Education des enfants handicapés en France : l’état passe la main… | The autist | L'enseignement dans tous ses états. | Scoop.it

Aujourd’hui est un jour pas comme les autres : Julien a une journée d’essai dans une structure adaptée, réservée aux autistes : pris en charge le matin dans les locaux, et l’après midi dans une classe qui leur est réservée, dans une école ordinaire.

 

Au moment de démarrer, je pense : « C’est une belle aubaine pour nous… Même si la structure est à 40 minutes en voiture, nous n’allons rien payer d’autre que les frais de transport aujourd’hui. Cela fait 100 euros non dépensés pour sa prise en charge. Et puis je n’ai pas Julien de la journée… ça va me faire drôle ! Bon, on doit profiter, il n’y sera certainement pas l’année prochaine, vue la liste d’attente ! »

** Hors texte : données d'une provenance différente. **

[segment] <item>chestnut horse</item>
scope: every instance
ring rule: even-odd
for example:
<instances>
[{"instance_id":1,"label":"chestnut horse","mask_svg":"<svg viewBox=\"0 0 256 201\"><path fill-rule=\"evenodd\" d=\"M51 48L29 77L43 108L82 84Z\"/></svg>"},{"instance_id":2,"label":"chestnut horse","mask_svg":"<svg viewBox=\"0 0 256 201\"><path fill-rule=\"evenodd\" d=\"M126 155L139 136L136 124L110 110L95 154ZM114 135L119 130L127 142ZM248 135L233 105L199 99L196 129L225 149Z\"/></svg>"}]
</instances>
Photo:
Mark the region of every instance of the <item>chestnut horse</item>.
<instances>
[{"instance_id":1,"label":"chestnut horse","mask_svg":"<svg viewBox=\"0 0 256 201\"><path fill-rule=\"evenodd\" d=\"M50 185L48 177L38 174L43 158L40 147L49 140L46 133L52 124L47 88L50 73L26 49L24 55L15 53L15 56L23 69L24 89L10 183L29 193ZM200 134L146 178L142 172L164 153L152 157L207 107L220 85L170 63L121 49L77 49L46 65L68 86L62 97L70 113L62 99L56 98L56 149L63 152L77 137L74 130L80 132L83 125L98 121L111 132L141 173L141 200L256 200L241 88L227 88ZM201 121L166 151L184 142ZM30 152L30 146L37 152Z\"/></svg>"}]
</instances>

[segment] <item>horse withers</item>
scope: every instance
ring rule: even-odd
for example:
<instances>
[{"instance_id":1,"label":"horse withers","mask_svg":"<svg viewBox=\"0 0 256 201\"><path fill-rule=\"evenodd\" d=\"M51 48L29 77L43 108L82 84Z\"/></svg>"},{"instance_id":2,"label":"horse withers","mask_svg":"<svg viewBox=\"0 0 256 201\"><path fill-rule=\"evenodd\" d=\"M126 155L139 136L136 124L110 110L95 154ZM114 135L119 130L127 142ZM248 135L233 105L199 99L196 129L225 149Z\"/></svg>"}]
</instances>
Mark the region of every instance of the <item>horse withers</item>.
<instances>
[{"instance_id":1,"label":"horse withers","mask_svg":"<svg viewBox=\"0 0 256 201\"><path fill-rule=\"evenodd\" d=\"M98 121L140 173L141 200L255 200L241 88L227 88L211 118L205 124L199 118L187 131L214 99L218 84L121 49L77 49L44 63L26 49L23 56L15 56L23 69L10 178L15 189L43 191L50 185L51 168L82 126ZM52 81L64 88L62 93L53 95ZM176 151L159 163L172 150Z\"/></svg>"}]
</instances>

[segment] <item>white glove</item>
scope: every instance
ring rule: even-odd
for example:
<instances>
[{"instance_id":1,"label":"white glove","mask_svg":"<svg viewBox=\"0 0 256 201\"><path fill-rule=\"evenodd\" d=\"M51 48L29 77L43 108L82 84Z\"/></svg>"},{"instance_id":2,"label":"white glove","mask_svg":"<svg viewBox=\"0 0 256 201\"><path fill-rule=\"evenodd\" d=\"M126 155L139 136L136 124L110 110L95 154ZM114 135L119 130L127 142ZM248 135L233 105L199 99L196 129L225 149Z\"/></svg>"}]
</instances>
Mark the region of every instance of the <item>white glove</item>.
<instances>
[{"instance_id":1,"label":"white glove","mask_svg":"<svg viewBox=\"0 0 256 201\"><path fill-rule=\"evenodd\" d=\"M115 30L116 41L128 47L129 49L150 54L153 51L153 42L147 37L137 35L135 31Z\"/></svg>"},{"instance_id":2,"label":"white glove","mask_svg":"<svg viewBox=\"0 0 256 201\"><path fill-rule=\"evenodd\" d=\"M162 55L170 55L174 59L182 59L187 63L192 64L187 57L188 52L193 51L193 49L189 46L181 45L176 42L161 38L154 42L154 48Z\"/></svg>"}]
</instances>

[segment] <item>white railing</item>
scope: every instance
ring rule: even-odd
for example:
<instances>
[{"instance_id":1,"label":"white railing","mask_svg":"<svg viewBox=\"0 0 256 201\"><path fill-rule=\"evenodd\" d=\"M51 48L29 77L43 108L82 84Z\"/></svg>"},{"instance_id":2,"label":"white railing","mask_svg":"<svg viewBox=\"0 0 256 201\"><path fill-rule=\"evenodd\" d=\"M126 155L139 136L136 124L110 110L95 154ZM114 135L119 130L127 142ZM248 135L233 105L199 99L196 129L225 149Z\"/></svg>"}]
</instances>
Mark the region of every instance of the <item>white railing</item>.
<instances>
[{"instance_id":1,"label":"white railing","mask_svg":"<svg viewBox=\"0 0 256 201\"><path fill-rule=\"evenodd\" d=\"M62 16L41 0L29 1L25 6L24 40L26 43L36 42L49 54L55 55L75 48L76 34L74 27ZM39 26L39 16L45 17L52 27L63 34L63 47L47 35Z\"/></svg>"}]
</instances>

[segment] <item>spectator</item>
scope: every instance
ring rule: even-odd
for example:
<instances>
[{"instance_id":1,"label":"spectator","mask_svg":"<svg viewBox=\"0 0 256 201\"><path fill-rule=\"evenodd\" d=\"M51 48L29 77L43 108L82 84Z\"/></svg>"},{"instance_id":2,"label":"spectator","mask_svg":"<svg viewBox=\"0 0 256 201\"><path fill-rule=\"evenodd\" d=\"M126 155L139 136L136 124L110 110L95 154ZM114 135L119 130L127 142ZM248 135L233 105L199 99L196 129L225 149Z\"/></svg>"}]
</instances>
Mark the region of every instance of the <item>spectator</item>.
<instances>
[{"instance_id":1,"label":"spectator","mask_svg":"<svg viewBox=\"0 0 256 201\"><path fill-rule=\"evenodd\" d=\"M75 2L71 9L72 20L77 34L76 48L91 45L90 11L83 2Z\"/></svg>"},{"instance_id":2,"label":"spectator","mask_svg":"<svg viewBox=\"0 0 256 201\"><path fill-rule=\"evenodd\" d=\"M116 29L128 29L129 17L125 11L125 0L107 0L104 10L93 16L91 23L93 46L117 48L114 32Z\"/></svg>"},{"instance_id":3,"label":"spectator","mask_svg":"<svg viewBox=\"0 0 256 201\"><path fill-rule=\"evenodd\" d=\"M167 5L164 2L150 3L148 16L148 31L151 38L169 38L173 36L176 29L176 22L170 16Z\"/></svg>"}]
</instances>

On passe devant l’école du quartier, et là je réalise : « Les parents déposent leur enfant, et puis voila. Ils habitent à coté, ils y vont à pied. Puis ils vont à leurs activités et le récupèrent le soir. Ils ne payent rien, tout cela va de soi pour eux… Cette société est bien faite quand même, tout est structuré, finalement chacun y trouve sa place ! Enfin, chacun, pas exactement… »

Et là, j’ai subitement un coup au moral…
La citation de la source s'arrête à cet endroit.